Jan was responding to me team message about an upcoming podcast recording with one of our colleagues in Japan. I had suggested to our guest that I can send the questions ahead and ask in English, and allow them to respond in Japanese, where ideally they would be best able to communicate their ideas.

This was something we did previously in OEGlobal Voices Episode 68 where María Soledad Ramírez Montoya listened to my questions in English and responded in Spanish.

Our published audio us in mixed language, but I had the Descript software we use do separate transcripts in Spanish and English, which were then combined back into English and Spanish transcripts. I would like to think the mixed language version is worth listening if one is fluent in English and Spanish, and for someone like me, I’d be happy to listen to Marisols voice as I follow along with a translated transcript.

I am curious to explore Resemble AI, thanks @megolosk!

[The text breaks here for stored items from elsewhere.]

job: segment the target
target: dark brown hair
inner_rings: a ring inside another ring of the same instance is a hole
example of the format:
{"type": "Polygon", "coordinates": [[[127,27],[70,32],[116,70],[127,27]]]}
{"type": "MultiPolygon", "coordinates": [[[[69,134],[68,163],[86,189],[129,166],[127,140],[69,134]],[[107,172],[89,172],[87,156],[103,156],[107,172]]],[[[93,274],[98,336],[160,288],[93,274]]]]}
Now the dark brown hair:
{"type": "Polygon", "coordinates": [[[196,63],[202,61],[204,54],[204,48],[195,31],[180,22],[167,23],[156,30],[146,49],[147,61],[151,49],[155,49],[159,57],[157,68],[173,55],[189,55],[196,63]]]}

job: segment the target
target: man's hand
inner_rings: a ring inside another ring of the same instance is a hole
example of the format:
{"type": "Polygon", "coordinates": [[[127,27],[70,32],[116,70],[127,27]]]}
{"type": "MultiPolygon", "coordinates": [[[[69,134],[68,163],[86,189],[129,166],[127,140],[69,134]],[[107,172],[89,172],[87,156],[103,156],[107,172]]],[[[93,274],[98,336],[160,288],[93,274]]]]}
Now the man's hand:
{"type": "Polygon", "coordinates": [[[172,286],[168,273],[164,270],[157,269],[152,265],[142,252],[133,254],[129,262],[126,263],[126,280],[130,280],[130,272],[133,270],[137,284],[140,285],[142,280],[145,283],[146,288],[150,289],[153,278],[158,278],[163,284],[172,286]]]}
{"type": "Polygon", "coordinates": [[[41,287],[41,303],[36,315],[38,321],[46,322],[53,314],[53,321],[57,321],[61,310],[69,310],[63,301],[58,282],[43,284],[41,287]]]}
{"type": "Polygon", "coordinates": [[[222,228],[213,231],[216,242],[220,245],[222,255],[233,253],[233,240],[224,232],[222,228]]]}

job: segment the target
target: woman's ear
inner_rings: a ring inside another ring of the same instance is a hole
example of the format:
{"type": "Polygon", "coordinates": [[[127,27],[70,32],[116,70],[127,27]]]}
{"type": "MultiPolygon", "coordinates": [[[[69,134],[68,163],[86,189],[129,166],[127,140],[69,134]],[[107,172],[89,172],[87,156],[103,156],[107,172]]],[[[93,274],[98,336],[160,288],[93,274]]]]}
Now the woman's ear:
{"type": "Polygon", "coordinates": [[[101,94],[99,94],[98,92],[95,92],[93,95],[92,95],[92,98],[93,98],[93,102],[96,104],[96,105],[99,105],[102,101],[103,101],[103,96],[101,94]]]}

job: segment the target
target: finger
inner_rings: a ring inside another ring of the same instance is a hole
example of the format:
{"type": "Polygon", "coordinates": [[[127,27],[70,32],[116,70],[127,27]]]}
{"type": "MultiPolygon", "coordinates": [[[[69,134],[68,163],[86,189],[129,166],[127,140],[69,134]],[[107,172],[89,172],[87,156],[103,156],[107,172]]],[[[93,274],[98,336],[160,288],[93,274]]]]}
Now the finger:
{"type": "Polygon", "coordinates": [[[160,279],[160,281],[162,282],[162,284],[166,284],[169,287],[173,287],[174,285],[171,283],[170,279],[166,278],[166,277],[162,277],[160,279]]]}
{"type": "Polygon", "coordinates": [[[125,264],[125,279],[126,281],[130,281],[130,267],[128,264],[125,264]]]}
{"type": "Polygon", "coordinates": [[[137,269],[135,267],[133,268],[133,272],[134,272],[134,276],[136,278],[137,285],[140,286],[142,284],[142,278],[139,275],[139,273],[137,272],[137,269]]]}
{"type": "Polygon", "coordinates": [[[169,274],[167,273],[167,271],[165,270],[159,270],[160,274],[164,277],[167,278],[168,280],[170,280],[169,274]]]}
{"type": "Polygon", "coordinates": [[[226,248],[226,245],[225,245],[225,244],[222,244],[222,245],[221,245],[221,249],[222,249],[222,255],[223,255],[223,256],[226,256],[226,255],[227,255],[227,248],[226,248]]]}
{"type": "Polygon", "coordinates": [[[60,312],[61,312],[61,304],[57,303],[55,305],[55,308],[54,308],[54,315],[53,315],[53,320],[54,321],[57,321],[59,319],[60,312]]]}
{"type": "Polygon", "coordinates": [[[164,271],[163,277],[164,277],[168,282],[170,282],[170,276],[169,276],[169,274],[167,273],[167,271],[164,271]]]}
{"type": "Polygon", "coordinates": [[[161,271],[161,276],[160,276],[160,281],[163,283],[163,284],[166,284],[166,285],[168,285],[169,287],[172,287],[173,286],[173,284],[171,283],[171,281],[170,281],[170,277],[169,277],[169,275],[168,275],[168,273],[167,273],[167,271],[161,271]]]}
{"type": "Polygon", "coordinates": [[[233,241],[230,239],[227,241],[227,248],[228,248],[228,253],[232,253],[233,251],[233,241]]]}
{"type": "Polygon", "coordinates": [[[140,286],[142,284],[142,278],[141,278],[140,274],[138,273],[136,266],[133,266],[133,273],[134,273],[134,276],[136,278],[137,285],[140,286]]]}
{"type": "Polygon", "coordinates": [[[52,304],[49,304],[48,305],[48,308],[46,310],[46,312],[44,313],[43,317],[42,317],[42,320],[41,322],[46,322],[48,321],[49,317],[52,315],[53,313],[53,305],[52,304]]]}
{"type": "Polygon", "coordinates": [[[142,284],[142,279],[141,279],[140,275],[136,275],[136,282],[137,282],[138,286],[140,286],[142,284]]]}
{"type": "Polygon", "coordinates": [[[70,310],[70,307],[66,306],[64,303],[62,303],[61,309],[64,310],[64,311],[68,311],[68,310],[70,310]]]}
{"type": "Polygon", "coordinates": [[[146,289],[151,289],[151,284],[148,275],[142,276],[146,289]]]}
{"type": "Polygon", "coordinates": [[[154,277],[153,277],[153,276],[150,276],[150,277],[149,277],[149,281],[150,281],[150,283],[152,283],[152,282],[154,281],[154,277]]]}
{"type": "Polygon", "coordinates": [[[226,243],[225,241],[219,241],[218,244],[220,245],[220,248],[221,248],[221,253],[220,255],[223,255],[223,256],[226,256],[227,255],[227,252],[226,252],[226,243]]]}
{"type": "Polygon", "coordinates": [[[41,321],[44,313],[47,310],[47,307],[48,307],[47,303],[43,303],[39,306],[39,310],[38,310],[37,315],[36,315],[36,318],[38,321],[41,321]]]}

It still looks like steps are needed to extract from a mixed language recording a single language transcript, right? Or are there transcription tools that can generate single language transcripts from mixed sources?

I will have to look for some tool, as I note that Descript does not transcribe from Japanese.

Indeed there is much of interest and value to provide content in multi languages, especially for regionally specific ones, as @danmcguire has been doing for his projects in Africa.

Are we nearing the Universal Translator? Beam one to me

1 Like

I could not help but to explore. I did a voice training with Resemble.ai, which yielded this clip of AI Alan.

Actually, this is rather Alan sounding! Of course I can’t do more until I $$ up.

Just for fun, I copied the first two paragraphs of my reply above (including typos, sigh), and put into my Descript editor that has been trained in my voice. I can’t say I like it much, in this link you can first hear my Desript generated voice followed by real me recording the same as if I had spoken.

But I can see the potential here!

1 Like

Thanks for doing that, cogdog! Full marks! But agreed, as the $$ tiers are by the second, one has to think carefully before moving forward… :pensive_face:

And now we’ll have voice cloning in ~real time! :slight_smile:

Over the years, we’ve also been creating much more immersive experiences in Google Meet. That includes technology that’s helping people break down language barriers with speech translation, coming to Google Meet. In near real time, it can match the speaker’s voice and tone, and even their expressions — bringing us closer to natural and free-flowing conversation across languages.

(From the Google I/O 2025 keynote, emphasis mine)